Making a Game Boy Emulator – Let’s Play Tetris

Writing a Game Boy emulator is an absolute blast — until it suddenly isn’t.
Tetris has a reputation for being “easy,” but it still threw me a few proper curveballs.

I have written a ZX Spectrum emulator before, which was a good project to start from. It doesn’t need too many chips emulating, and the Z80 CPU is fairly straight-forward to implement.

Fancying another challenge, I picked the Game Boy. It has a CPU partially based on the Z80, but also needs a PPU (graphics chip) and sound chip to emulate.

The first game I wanted to get working – Tetris. This is apparently a popular goal, as a) it’s a good game, b) it’s classic, and c) it fits within 32KB so the ‘cartridge’ doesn’t need any fancy RAM bank switching implemented.

That said, I did have a few stumbling blocks. To save others time, I’ve documented them…

All source code freely available here: https://github.com/deanthecoder/G33kBoy

If you want the quick checklist, skip to the TL;DR at the end

Tetris intro screen

1. 💾 Cartridge ROM Must Be Read-Only

(aka: Tetris Will Cheerfully Eat Its Own Code)

Tetris is a great first ROM because:

  • it fits entirely into 32KB
  • no MBC (bank controller)
  • no bank switching
  • predictable behaviour

Because it’s simple, it’s tempting to map the whole ROM into writable memory starting at address 0000.
This isn’t the whole story.

If your emulator allows writes to the cartridge region, Tetris will happily scribble over its own ROM during startup. The result:

  • corrupted tiles
  • broken backgrounds
  • glitchy sprites
  • behaviour that changes depending on timing

The confusing part is that VRAM looks correct when the game copies tiles… but the source ROM had already been damaged, so you end up copying garbage.

Fun fact: Games sometimes write to “read‑only” regions to detect hardware behaviour — so this isn’t as strange as it sounds.

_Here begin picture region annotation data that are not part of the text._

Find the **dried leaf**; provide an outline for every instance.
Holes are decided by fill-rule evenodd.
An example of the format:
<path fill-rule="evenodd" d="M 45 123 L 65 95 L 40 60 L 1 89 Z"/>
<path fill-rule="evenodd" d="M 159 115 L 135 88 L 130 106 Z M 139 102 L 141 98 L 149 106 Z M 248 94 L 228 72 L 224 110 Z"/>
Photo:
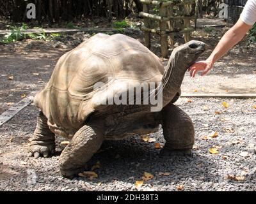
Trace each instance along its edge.
<path fill-rule="evenodd" d="M 69 144 L 69 141 L 63 141 L 60 143 L 61 145 L 67 145 Z"/>
<path fill-rule="evenodd" d="M 159 142 L 155 143 L 155 148 L 156 149 L 161 149 L 160 143 Z"/>
<path fill-rule="evenodd" d="M 135 187 L 136 188 L 137 190 L 140 191 L 140 189 L 142 187 L 142 185 L 143 185 L 144 181 L 142 180 L 136 180 L 135 182 Z"/>
<path fill-rule="evenodd" d="M 242 152 L 239 154 L 239 155 L 244 157 L 247 157 L 249 156 L 249 153 L 247 152 Z"/>
<path fill-rule="evenodd" d="M 148 139 L 148 142 L 156 142 L 156 139 L 155 139 L 155 138 L 150 138 Z"/>
<path fill-rule="evenodd" d="M 178 191 L 183 191 L 183 190 L 184 190 L 184 186 L 183 186 L 183 185 L 178 185 L 178 186 L 176 187 L 176 189 L 177 189 Z"/>
<path fill-rule="evenodd" d="M 148 142 L 149 140 L 149 136 L 147 135 L 141 135 L 140 138 L 144 142 Z"/>
<path fill-rule="evenodd" d="M 170 176 L 171 175 L 171 173 L 170 172 L 159 172 L 159 176 Z"/>
<path fill-rule="evenodd" d="M 222 159 L 227 160 L 227 159 L 228 159 L 228 157 L 227 156 L 222 156 Z"/>
<path fill-rule="evenodd" d="M 222 103 L 222 106 L 223 106 L 224 108 L 228 108 L 228 104 L 227 103 L 227 102 L 225 102 L 225 101 L 224 101 L 224 102 Z"/>
<path fill-rule="evenodd" d="M 219 152 L 216 148 L 210 148 L 209 149 L 209 152 L 212 154 L 219 154 Z"/>
<path fill-rule="evenodd" d="M 8 77 L 8 79 L 9 80 L 13 80 L 14 79 L 14 76 L 9 76 Z"/>
<path fill-rule="evenodd" d="M 227 177 L 228 179 L 235 180 L 235 181 L 243 181 L 245 180 L 245 177 L 244 176 L 235 176 L 232 174 L 228 174 Z"/>
<path fill-rule="evenodd" d="M 142 179 L 143 180 L 148 180 L 154 178 L 154 175 L 148 172 L 144 172 Z"/>
<path fill-rule="evenodd" d="M 219 135 L 218 132 L 212 132 L 209 136 L 211 137 L 212 138 L 216 138 Z"/>
<path fill-rule="evenodd" d="M 94 178 L 97 178 L 98 175 L 94 171 L 84 171 L 83 173 L 79 173 L 78 174 L 79 177 L 88 177 L 90 180 L 92 180 Z"/>
<path fill-rule="evenodd" d="M 95 170 L 97 170 L 100 168 L 100 161 L 98 161 L 93 166 L 92 166 L 91 170 L 94 171 Z"/>

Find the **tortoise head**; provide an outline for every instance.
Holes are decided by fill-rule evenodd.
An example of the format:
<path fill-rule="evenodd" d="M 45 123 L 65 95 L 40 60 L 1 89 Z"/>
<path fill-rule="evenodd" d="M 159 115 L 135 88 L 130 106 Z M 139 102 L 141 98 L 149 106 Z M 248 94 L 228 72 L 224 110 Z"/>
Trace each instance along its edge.
<path fill-rule="evenodd" d="M 205 50 L 205 44 L 202 41 L 191 40 L 187 43 L 175 48 L 170 59 L 172 63 L 179 64 L 186 70 L 192 65 Z"/>

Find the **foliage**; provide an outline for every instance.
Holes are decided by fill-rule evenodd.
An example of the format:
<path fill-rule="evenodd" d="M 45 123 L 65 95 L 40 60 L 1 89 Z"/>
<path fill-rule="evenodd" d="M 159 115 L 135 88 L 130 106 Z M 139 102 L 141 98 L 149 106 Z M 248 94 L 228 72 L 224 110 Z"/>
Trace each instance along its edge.
<path fill-rule="evenodd" d="M 15 41 L 20 40 L 24 38 L 25 35 L 22 33 L 22 31 L 28 29 L 28 26 L 26 24 L 22 24 L 21 26 L 7 26 L 10 27 L 10 33 L 5 35 L 3 42 L 9 43 Z"/>

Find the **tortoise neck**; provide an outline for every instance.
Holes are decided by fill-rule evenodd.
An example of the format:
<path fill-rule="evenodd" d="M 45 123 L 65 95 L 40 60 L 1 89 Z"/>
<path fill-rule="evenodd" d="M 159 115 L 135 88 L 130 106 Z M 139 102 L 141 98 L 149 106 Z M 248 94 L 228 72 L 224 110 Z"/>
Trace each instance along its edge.
<path fill-rule="evenodd" d="M 186 73 L 186 65 L 184 63 L 178 63 L 178 57 L 179 53 L 170 57 L 162 78 L 163 107 L 176 96 Z"/>

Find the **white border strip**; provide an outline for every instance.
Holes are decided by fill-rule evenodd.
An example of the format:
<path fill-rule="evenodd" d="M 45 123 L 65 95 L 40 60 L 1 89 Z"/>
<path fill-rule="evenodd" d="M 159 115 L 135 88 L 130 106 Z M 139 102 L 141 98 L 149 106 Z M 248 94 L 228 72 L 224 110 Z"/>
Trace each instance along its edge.
<path fill-rule="evenodd" d="M 18 103 L 12 106 L 5 112 L 3 112 L 0 115 L 0 127 L 5 122 L 12 119 L 14 115 L 18 113 L 23 108 L 28 106 L 34 99 L 36 91 L 31 92 L 29 95 L 26 97 L 24 99 L 18 102 Z"/>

How do you fix this? Just make any writes to the first 32KB of memory a no-op.


2. 🎮 Joypad Register (FF00) Matters More Than Expected

This one genuinely surprised me.

Tetris reads the joypad status almost immediately after boot.
If your FF00 (JOYP) implementation is even slightly wrong, you don’t get the copyright screen — What I saw:

One flashing horizontal line forever.

Very dull.

  • Implement FF00 as a proper readable register (See PanDocs)
  • Honour the “select buttons” and “select d‑pad” bits

3. 🚀 OAM & DMA — What They Are and Why You Need Them

OAM (Object Attribute Memory) lives at FE00–FE9F.
It holds 40 sprite entries, each containing:

  • X/Y position
  • tile index
  • palette/flip flags

Games update OAM constantly — if this region is wrong, sprites misbehave.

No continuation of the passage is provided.